Talk Title: Distributed real-time learning for Internet of Things
Abstract: Sensor-driven IoT systems are well-known for their capacity to accelerate massive amounts of data in a comparable short period of time. To have any use, the information delivery and decision making based on the data require efficient learning models. The current cloud and high performance computing infrastructures, as well as modern edge computing systems especially in the 5G and beyond networks, can be addressed to resolve these challenges. However, there are several application areas especially in mobile, vehicular, and urban computing, where just harnessing more computational power does not solve computational and real-rime requirements of the modern sensing systems that operate in mobile and context-dependant environments. For now, mathematical challenges of distributed computing and real-time learning algorithms have not been profoundly addressed in the context of the IoT and real-world sensing applications.
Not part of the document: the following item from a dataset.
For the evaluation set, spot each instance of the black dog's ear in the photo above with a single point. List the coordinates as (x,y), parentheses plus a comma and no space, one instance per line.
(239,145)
Data-driven systems also require giving the full attention into information delivery, data management, data cleaning, and sensor fusion technologies that need to be equally distributed and real-time competent as the learning algorithms themselves. The key challenge here is to uniform collaboration between different aspects of the system, from data processing and delivery to the algorithms and learning models, not forgetting the computational capacity and networking capabilities, all this in real-time with real-world applications.